Now, on to the pitchers. Again, these are pitchers with enough batters faced to really read something into their strike out and walk rates. Again, I have included career numbers in parentheses for some context.

Pitchers Sample Size.csv

Player TBF Strikeout %(Career) Walk % (Career)
Player TBF Strikeout %(Career) Walk % (Career)
Dylan Bundy 151 16.6%(20.4%) 6.6%(8.4%)
Kevin Gausman 147 13.6%(21.2%) 11.6%(7.0%)
Wade Miley 128 29.7%(18.8%) 14.8%(7.5%)
Ubaldo Jimenez 108 14.8%(21.1%) 13.9%(10.7%)

Again, for the pitchers I’ll try to keep this short, if you see something that sticks out, let’s talk about it in the comments. First, Dylan Bundy. The Orioles ace that may actually be an ace is off to a great start with 39.2 innings of 1.82 ERA ball under his belt. His strike out rate is down slightly, but so is his walk rate. It’ll be interesting to see if those strike out numbers make a bit of a comeback.

Second, Kevin Gausman who has looked pretty much all season long.

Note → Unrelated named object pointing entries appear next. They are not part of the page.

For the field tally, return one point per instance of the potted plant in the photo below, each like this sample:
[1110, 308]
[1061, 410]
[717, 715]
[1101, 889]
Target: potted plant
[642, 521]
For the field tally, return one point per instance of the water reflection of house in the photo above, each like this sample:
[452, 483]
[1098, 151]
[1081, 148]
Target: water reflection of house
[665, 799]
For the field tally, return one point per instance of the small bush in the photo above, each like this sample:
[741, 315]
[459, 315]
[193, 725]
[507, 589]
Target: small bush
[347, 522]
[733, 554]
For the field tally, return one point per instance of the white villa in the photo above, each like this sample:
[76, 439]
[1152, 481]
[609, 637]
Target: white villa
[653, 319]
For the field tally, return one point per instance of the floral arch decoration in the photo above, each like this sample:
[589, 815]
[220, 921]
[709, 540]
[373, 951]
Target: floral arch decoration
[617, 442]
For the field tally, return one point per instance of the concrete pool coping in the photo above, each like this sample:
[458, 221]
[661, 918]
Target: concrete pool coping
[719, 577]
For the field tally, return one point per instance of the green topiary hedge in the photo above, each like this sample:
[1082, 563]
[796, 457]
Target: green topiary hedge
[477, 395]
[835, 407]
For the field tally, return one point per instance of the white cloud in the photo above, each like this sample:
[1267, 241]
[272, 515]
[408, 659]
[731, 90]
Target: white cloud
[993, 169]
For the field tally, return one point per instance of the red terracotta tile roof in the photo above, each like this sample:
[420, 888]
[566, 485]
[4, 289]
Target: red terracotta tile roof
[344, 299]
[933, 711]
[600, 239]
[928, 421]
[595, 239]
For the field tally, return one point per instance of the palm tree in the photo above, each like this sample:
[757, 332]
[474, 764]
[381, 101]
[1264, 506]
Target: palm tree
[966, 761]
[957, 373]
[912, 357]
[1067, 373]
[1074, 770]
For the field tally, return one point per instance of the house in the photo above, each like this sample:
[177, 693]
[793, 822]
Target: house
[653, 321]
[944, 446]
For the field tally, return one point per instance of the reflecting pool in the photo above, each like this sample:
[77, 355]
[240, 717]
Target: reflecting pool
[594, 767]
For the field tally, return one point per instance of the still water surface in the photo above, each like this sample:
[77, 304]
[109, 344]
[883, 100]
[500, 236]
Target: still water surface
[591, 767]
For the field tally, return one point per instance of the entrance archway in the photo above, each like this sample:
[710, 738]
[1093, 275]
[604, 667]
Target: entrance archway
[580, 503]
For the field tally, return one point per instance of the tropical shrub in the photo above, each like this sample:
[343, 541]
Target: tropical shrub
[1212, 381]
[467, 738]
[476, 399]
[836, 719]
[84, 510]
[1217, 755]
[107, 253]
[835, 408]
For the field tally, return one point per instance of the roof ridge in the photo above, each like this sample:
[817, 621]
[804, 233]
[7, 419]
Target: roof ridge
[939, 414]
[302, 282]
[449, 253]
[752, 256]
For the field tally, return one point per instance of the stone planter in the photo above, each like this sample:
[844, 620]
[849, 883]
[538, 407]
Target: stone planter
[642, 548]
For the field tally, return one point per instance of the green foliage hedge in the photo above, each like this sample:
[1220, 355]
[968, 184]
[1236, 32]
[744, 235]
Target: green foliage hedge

He is sporting a 7.50 ERA currently and is walking nearly as many as he is striking out and both numbers are way out of whack compared to his career line. Something is wrong with Kevin Gausman to start the season.

Lastly, Wade Miley has been a little ridiculous. In 31 innings pitched he has a 2.32 ERA which is very good. This has been buoyed by his insane 29.7 strike out rate, however he is also walking guys 14.8 percent of the time. Miley appears to be trying to become the three true outcome pitcher.


As the season continues to progress all of these numbers should start to fall in line with career levels more and more. However, these early season numbers do mean something, even one month in. They’ll mean even more after two months. For now, keep watching and keep reading and keep watching out for weird statistical outliers even if they may be just that, outliers.